In each case, the positive class is labeled with a 1 like a fraudulent credit card transaction, and the negative case is labeled with a 0 for a legitimate credit card transaction, and the classification algorithm calculates the probability that any given observation belongs in one class or the other. Let's take a look at this simplified example. The graph that you see here illustrates investor responses to initial public offerings based on each IPO's projected return. A 1, which is the positive class, indicates that an investor decided to participate in the IPO and a 0, which is the negative class indicates that an investor declined to participate. If an IPO's projected return is below 10%, most investors decline, and if the projected return exceeds 20%, almost every investor participates between those values.
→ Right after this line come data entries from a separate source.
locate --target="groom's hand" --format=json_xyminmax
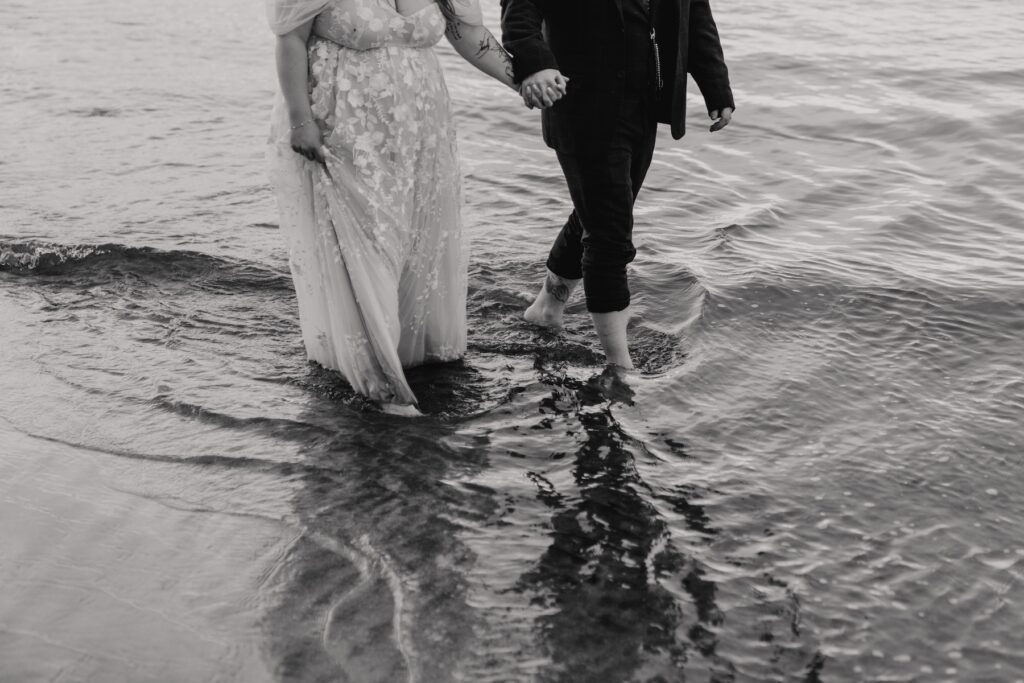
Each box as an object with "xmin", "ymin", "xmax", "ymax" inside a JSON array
[{"xmin": 519, "ymin": 69, "xmax": 569, "ymax": 109}]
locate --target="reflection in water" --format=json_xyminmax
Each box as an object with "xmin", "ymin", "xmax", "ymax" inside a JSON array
[
  {"xmin": 518, "ymin": 371, "xmax": 825, "ymax": 683},
  {"xmin": 520, "ymin": 371, "xmax": 734, "ymax": 681},
  {"xmin": 266, "ymin": 364, "xmax": 493, "ymax": 683}
]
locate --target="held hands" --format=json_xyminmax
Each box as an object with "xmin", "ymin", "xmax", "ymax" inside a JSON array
[
  {"xmin": 709, "ymin": 106, "xmax": 732, "ymax": 133},
  {"xmin": 291, "ymin": 119, "xmax": 324, "ymax": 164},
  {"xmin": 519, "ymin": 69, "xmax": 569, "ymax": 110}
]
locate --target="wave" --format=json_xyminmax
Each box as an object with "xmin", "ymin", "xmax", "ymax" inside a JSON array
[{"xmin": 0, "ymin": 241, "xmax": 292, "ymax": 290}]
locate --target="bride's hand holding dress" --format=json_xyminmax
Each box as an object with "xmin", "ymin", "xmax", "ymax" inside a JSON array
[{"xmin": 268, "ymin": 0, "xmax": 512, "ymax": 404}]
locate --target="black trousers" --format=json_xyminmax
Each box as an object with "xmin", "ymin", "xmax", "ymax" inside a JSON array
[{"xmin": 548, "ymin": 92, "xmax": 657, "ymax": 313}]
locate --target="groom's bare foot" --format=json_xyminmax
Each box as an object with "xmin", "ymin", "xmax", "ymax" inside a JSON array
[{"xmin": 522, "ymin": 270, "xmax": 580, "ymax": 332}]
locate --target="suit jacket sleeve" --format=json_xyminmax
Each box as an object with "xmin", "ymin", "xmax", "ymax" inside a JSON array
[
  {"xmin": 686, "ymin": 0, "xmax": 736, "ymax": 112},
  {"xmin": 502, "ymin": 0, "xmax": 558, "ymax": 83}
]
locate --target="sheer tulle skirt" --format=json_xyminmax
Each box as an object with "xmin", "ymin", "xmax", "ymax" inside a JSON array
[{"xmin": 268, "ymin": 40, "xmax": 467, "ymax": 403}]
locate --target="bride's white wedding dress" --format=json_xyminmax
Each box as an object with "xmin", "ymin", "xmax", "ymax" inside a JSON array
[{"xmin": 268, "ymin": 0, "xmax": 482, "ymax": 403}]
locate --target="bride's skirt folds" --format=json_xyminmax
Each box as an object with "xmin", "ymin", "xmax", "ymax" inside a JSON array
[{"xmin": 268, "ymin": 40, "xmax": 467, "ymax": 403}]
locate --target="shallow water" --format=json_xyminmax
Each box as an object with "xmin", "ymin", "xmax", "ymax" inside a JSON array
[{"xmin": 0, "ymin": 0, "xmax": 1024, "ymax": 682}]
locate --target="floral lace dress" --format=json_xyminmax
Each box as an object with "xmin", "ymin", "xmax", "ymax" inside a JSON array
[{"xmin": 269, "ymin": 0, "xmax": 481, "ymax": 403}]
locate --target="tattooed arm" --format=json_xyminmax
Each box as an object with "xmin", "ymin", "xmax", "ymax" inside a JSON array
[{"xmin": 445, "ymin": 19, "xmax": 519, "ymax": 91}]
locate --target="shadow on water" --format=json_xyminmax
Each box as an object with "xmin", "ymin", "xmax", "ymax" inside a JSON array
[{"xmin": 519, "ymin": 371, "xmax": 735, "ymax": 682}]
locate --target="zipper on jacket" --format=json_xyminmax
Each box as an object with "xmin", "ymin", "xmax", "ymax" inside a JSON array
[{"xmin": 650, "ymin": 27, "xmax": 665, "ymax": 90}]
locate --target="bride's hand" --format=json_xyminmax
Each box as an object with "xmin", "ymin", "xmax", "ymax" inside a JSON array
[{"xmin": 291, "ymin": 121, "xmax": 324, "ymax": 164}]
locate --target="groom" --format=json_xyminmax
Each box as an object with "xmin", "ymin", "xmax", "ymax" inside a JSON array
[{"xmin": 501, "ymin": 0, "xmax": 735, "ymax": 369}]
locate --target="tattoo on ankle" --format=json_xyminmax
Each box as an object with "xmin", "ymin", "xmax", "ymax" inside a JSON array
[{"xmin": 544, "ymin": 273, "xmax": 569, "ymax": 303}]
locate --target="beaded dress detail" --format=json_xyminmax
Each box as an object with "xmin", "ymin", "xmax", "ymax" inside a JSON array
[{"xmin": 268, "ymin": 0, "xmax": 481, "ymax": 403}]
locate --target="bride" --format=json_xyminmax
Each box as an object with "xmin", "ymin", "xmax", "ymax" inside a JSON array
[{"xmin": 267, "ymin": 0, "xmax": 548, "ymax": 414}]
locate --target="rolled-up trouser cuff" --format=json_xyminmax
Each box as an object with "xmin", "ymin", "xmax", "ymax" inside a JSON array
[{"xmin": 545, "ymin": 256, "xmax": 583, "ymax": 280}]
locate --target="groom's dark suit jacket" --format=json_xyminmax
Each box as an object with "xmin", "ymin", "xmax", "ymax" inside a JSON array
[{"xmin": 501, "ymin": 0, "xmax": 735, "ymax": 152}]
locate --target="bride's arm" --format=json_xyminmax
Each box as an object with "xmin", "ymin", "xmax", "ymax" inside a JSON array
[
  {"xmin": 275, "ymin": 20, "xmax": 324, "ymax": 162},
  {"xmin": 444, "ymin": 19, "xmax": 519, "ymax": 92}
]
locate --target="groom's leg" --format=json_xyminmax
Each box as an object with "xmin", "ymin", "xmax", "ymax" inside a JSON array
[
  {"xmin": 547, "ymin": 209, "xmax": 583, "ymax": 280},
  {"xmin": 556, "ymin": 100, "xmax": 656, "ymax": 368}
]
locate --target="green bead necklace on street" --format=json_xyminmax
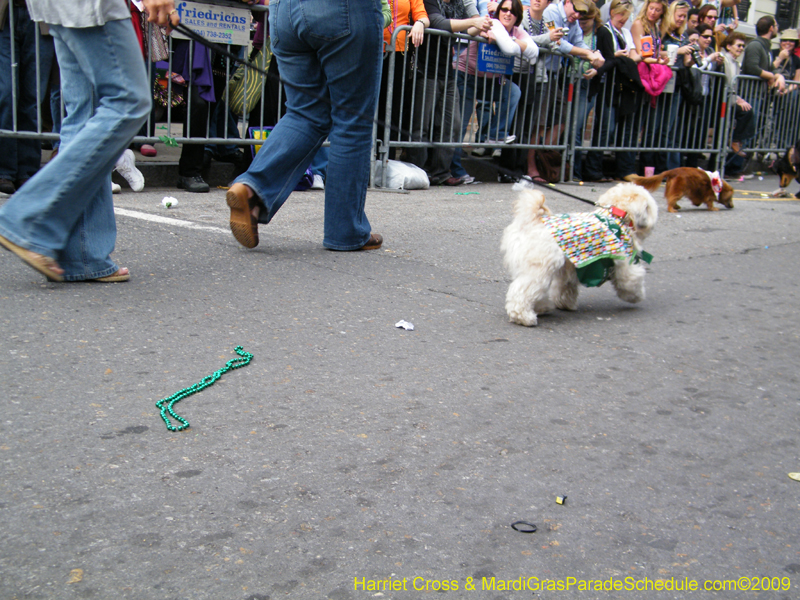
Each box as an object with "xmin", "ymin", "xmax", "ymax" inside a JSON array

There are some mixed decisions based on each investor's preferences as a tip for simplicity, this example will make predictions based on a single input feature, which is the IPO projected return. In a real world application, you would collect data on many other features for more accurate predictions between that 10 and 20% threshold based solely on the IPO's projected return, you would want your model to predict decline with high confidence below 10%, participation with high confidence above 20%, and lower confidence for predictions between those two values. Take a look at the line cutting through this graph and ask yourself, how well will a linear regression work for this problem? It looks like the answer is not very well. First, the linear regression is predicting negative values when projected return falls below 5%, which doesn't make much sense in the context of classification. Second, confidence should be very high below 10% and above 20%, meaning that the prediction should be very close to either 0 or 1, but the linear regression is not flexible enough to model that relationship accurately.